Enquanto eu cantava, dedicava o toque das sementes aos povos Guarani que viveram livremente por milhares de anos nas praias do Brasil e, hoje, vivem isolados em pequenas aldeias, com acesso restrito a toda abundância que a natureza sempre ofereceu. Quem caminha por Torres hoje, em 2026, vai entender bem do que eu estou falando: a cidade virou uma floresta, mas de concreto.


A tarde foi se despedindo à beira-mar enquanto eu cantava para Iemanjá e entoava pontos da cabocla Janaina, saudando a Mãe das Águas Salgadas. Foi justamente nesse ponto que desbloqueei uma nova habilidade: tocar três tempos com o maracá e cantar ao mesmo tempo! Pois é, o ritmo é um enigma que venho desvendando ao longo da vida.
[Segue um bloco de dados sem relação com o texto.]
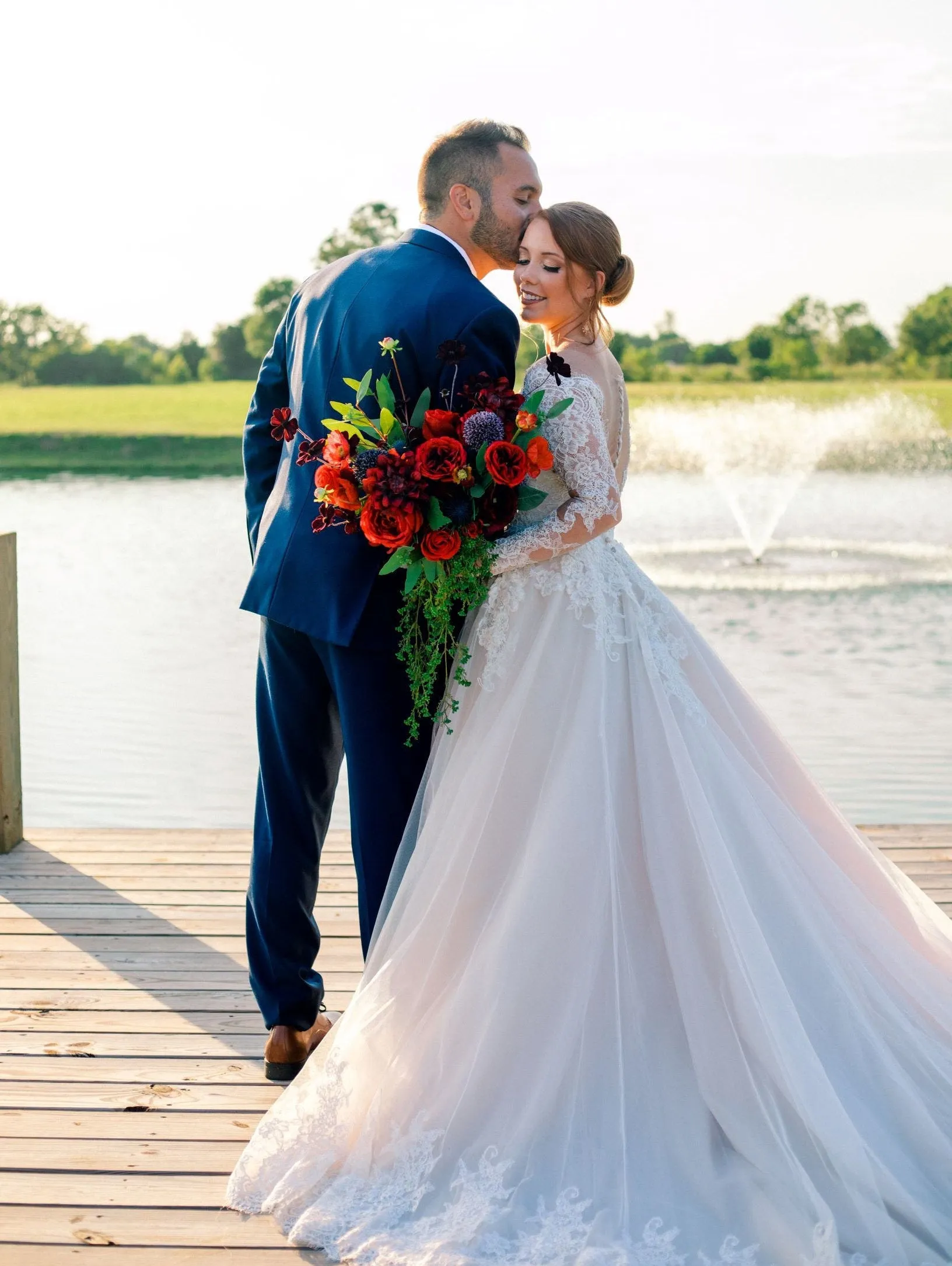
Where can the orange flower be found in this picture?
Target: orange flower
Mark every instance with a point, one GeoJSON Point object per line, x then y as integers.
{"type": "Point", "coordinates": [538, 455]}
{"type": "Point", "coordinates": [337, 450]}
{"type": "Point", "coordinates": [340, 489]}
Mas, a partir de agora, posso dizer com muita alegria que, quando toco em três tempos e canto, foi Iemanjá quem me ensinou.


Na hora do pôr do sol, gratidão infinita permeava todo meu ser. Finalizei a cantoria e iniciei um rezo de agradecimento em voz alta, agradecendo à ancestralidade.
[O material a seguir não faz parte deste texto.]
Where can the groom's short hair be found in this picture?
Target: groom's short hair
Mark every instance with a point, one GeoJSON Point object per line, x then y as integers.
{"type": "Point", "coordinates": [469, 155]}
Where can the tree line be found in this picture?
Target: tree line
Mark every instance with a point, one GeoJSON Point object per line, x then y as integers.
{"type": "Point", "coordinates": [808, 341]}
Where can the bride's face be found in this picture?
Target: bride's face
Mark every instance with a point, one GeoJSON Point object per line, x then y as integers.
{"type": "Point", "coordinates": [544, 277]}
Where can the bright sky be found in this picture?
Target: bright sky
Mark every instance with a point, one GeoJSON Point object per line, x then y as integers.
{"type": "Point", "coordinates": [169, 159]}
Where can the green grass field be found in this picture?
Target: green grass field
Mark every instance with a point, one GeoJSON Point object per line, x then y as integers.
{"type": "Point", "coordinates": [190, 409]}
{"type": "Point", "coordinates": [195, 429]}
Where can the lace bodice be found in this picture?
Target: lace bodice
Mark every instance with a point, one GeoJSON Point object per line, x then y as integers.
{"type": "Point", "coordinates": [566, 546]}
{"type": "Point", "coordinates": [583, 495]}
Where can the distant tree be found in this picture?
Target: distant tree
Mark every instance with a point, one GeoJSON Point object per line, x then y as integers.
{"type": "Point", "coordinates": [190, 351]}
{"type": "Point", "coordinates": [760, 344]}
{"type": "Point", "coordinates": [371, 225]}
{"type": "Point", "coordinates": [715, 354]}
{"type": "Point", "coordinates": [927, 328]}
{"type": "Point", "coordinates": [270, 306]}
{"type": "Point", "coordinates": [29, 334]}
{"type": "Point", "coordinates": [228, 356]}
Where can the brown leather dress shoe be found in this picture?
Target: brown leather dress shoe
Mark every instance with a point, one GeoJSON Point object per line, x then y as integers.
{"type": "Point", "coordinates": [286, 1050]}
Estar ali no pé do morro me fez refletir sobre todas as histórias que os povos antigos tinham contado sobre o surgimento daquele morro e de todas aquelas rochas que estavam ao meu redor. O que teriam dito, ao redor da fogueira e sob as estrelas, sobre o surgimento do mar e da areia? Que histórias teriam contado os velhos aos seus filhos e netos, sobre o surgimento do mundo e do universo? Que histórias haveriam de saber sobre os peixes no fundo do mar e as gigantes baleias que cruzam nosso litoral? Quanta sabedoria aquelas pedras, nossas avós, teriam guardado em silêncio durante milhares de anos?


Na minha completa ignorância dessas histórias fantásticas, mas no meu completo respeito a essa antiga tradição, agradeci a cada pedra daquela praia.
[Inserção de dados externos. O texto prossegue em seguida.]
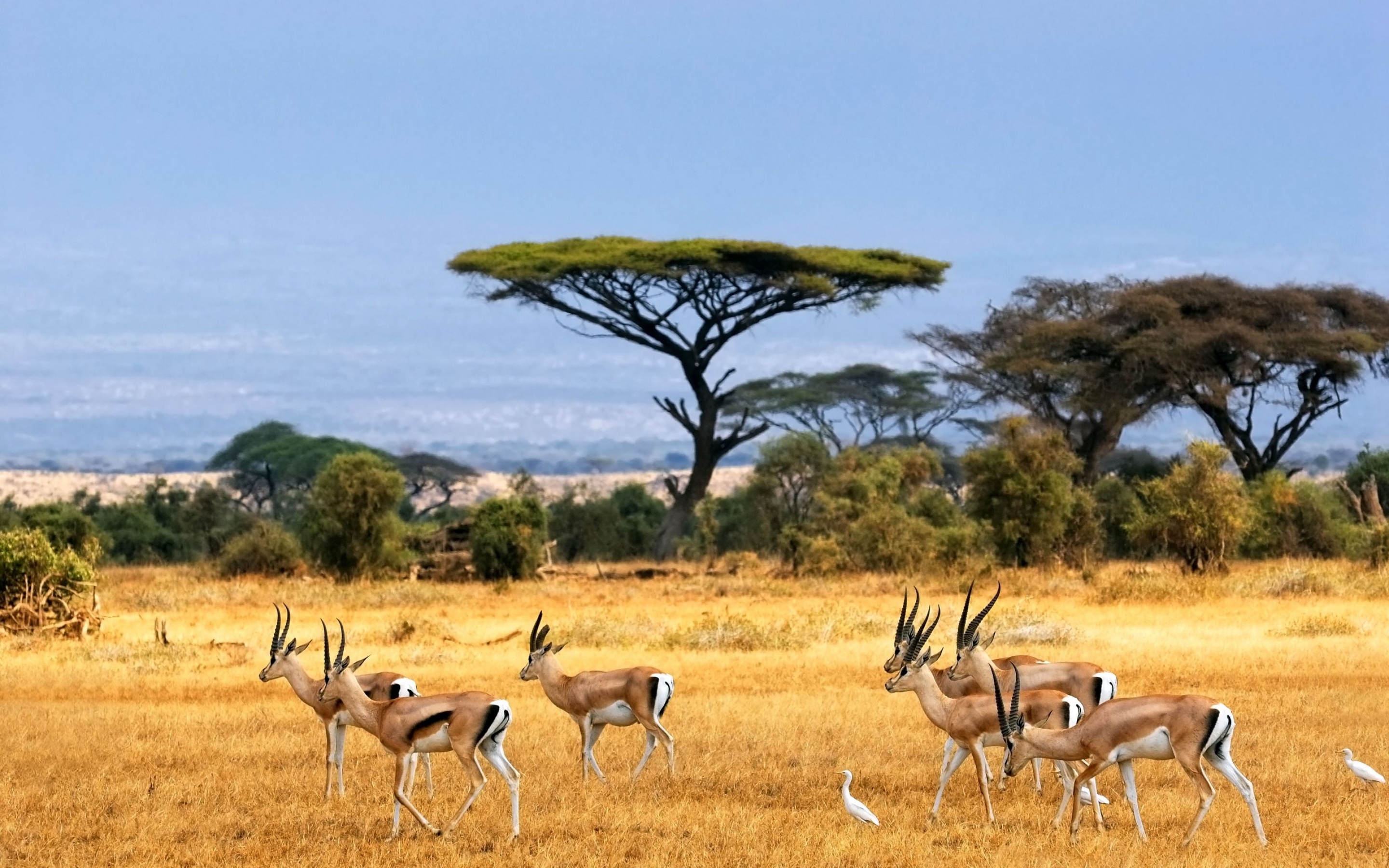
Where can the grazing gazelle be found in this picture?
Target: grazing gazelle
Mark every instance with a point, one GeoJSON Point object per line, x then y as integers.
{"type": "Point", "coordinates": [970, 721]}
{"type": "Point", "coordinates": [1183, 728]}
{"type": "Point", "coordinates": [620, 698]}
{"type": "Point", "coordinates": [464, 723]}
{"type": "Point", "coordinates": [1084, 681]}
{"type": "Point", "coordinates": [284, 663]}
“Aguyjevete Nhanderu!”, eu dizia, e sentia os espíritos dos povos nativos dançando na beira da praia, como se nunca tivessem deixado aquele lugar. Agradecia a esses espíritos com o coração aberto, e pelo meu corpo percorriam arrepios energizantes. Me sentia em perfeita comunicação com o astral. Mesmo que nada se pudesse ver com os olhos, no sentimento eu tinha a clareza de que eles agradeciam por ser lembrados e celebrados.


Ao completar minha oração ao mar e às rochas, agradeci às ondas suaves, ao céu e às nuvens. Agradeci pelos pássaros, desde o beija-flor que havia me cumprimentado de manhã, até o bem-te-vi que acabava de cruzar meu caminho; às garças, que em sua solitude buscam alimento no mar, e ao quero-quero, que com seu canto me traz a sensação de estar em casa.


Senti naquele fim de tarde ao pé do morro que uma reunião aconteceu ali. Não sei quem eram as entidades presentes, mas sei que foi uma grande festa.


Fui embora com um sentimento de completa paz, rindo sozinha, sorrindo à toa.


Voltei caminhando pela praia, me despedindo aos poucos, sabendo que no dia seguinte eu estaria de volta para mais uma celebração da vida.